Roam pointed out that ALL 5 year olds report being able to draw, if you ask them. But at some point, most of us decide that we can’t, and that’s that. No more drawing. Or as he put it, we’re “not taught to make use of our inherent visual sense.”

And I really love the idea of simplicity on the other side of complexity, which is what I think this is fundamentally all about. My spouse, who also foolishly studied philosophy, calls it the “essay paradox.” Most philosophers start out expressing their ideas in essays, generally 100 pages or less. Then a handful get famous and decide they need to write books. BIG IMPORTANT books. The next thing you know, you’re saddled with all 600+ pages of A Theory of Justice when “Justice as Fairness” says pretty much the same thing in WAY fewer words.

As Roam articulates them, the rules of visual thinking are:

  • Whoever best describes the problem is the one most likely to solve it.
  • Whoever draws the best picture gets the funding.
  • The more human the picture, the more human the response.

So how do you do it?

  • Draw a circle & give it a name (Roam says it should generally be “me” because people are usually at the center of their own problems.)
  • Divide problem into 6 slices: who/what, how much, where, when, how, and why
  • Determine which of the 6 are involved

So what about those of us who, left to our own devices, will literally NEVER do this?

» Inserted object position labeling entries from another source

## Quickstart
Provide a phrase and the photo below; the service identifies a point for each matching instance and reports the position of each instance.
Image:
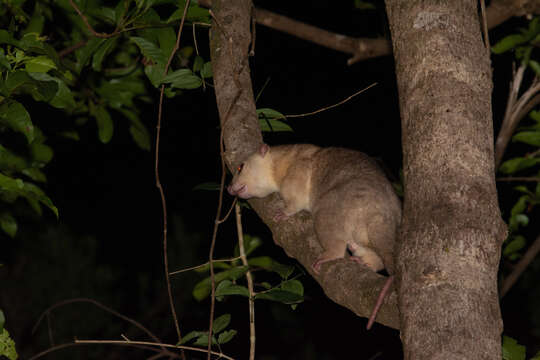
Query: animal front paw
(280, 216)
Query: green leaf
(9, 183)
(203, 340)
(523, 189)
(149, 50)
(509, 42)
(85, 53)
(176, 75)
(63, 99)
(218, 265)
(140, 136)
(155, 73)
(203, 288)
(293, 286)
(167, 40)
(226, 336)
(535, 65)
(528, 137)
(187, 82)
(15, 116)
(73, 135)
(221, 323)
(7, 346)
(266, 113)
(193, 335)
(198, 63)
(41, 153)
(282, 296)
(32, 192)
(35, 174)
(8, 225)
(251, 243)
(206, 71)
(104, 122)
(107, 46)
(195, 13)
(10, 161)
(35, 25)
(511, 350)
(270, 264)
(273, 125)
(4, 61)
(520, 206)
(39, 64)
(516, 164)
(268, 120)
(226, 287)
(7, 38)
(516, 244)
(363, 5)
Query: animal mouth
(237, 191)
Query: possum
(353, 205)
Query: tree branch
(366, 48)
(520, 267)
(347, 283)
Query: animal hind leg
(331, 238)
(366, 256)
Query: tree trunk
(448, 256)
(345, 282)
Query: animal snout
(236, 190)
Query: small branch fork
(249, 279)
(158, 182)
(156, 346)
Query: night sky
(107, 244)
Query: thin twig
(507, 127)
(49, 329)
(520, 267)
(249, 279)
(99, 305)
(213, 245)
(158, 182)
(484, 23)
(121, 342)
(203, 265)
(518, 178)
(228, 212)
(71, 48)
(334, 105)
(85, 20)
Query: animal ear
(264, 149)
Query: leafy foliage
(7, 345)
(523, 44)
(84, 74)
(219, 326)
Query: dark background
(107, 244)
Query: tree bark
(448, 256)
(366, 48)
(347, 283)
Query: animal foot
(280, 216)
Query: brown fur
(352, 202)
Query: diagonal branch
(520, 267)
(366, 48)
(345, 282)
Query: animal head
(255, 176)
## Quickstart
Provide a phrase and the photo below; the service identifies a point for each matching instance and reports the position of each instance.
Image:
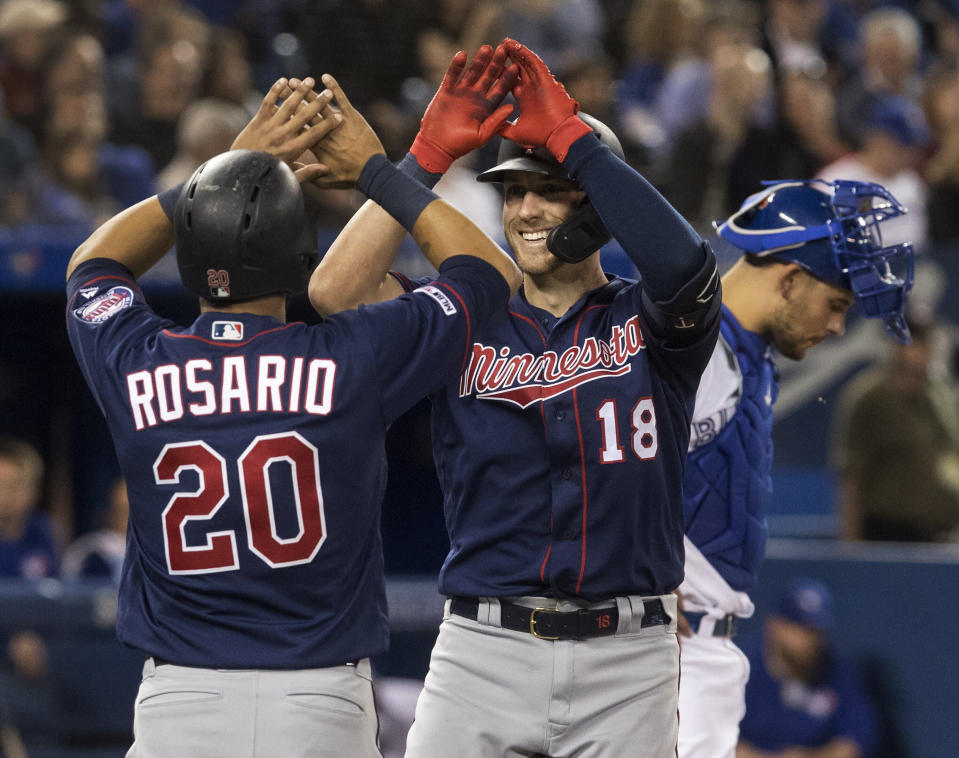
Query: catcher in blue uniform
(253, 448)
(560, 447)
(811, 250)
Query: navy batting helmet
(242, 229)
(832, 230)
(583, 233)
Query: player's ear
(790, 278)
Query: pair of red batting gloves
(467, 109)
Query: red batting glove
(547, 112)
(463, 114)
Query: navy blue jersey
(560, 451)
(253, 452)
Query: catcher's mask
(583, 233)
(242, 229)
(832, 230)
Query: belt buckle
(532, 625)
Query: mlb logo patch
(231, 331)
(440, 297)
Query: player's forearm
(442, 231)
(666, 250)
(137, 237)
(439, 229)
(355, 269)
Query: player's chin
(535, 261)
(795, 351)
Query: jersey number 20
(220, 551)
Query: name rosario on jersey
(281, 385)
(525, 378)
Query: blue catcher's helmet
(832, 230)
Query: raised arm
(140, 235)
(465, 112)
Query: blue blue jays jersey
(728, 475)
(790, 713)
(253, 452)
(560, 452)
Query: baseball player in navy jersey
(253, 448)
(560, 446)
(811, 250)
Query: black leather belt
(725, 626)
(560, 625)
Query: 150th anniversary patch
(105, 306)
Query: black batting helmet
(242, 229)
(583, 233)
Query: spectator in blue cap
(802, 699)
(893, 140)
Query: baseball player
(253, 448)
(560, 446)
(811, 250)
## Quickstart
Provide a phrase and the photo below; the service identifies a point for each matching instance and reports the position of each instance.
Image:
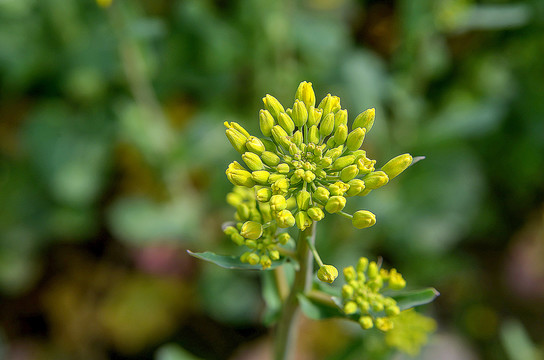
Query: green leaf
(231, 262)
(318, 310)
(410, 299)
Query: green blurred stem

Are we SOL?

I don’t think so, and here’s why: those questions are the key.

  • Who/what?
  • How much?
  • Where?
  • When?
  • How?
  • Why?

Sure, you *can* answer them with pictures. And if that’s the way you work, go for it. But it seems to me that there’s no reason you can’t answer them with words, if that’s the way your brain works. And (Red Pen Person alert) with words, you can explain the thinking behind your answers. Additionally, Roam identified one potential flaw in answering “why?” with a picture – confusing correlation with causation. It seems to me that if you’re forced to document your reasoning (by using words), you’ll be less likely to fall victim to that confusion.

Or am I completely wrong and doomed to be mired in complexity if I can’t overcome my disinclination to draw stick figures?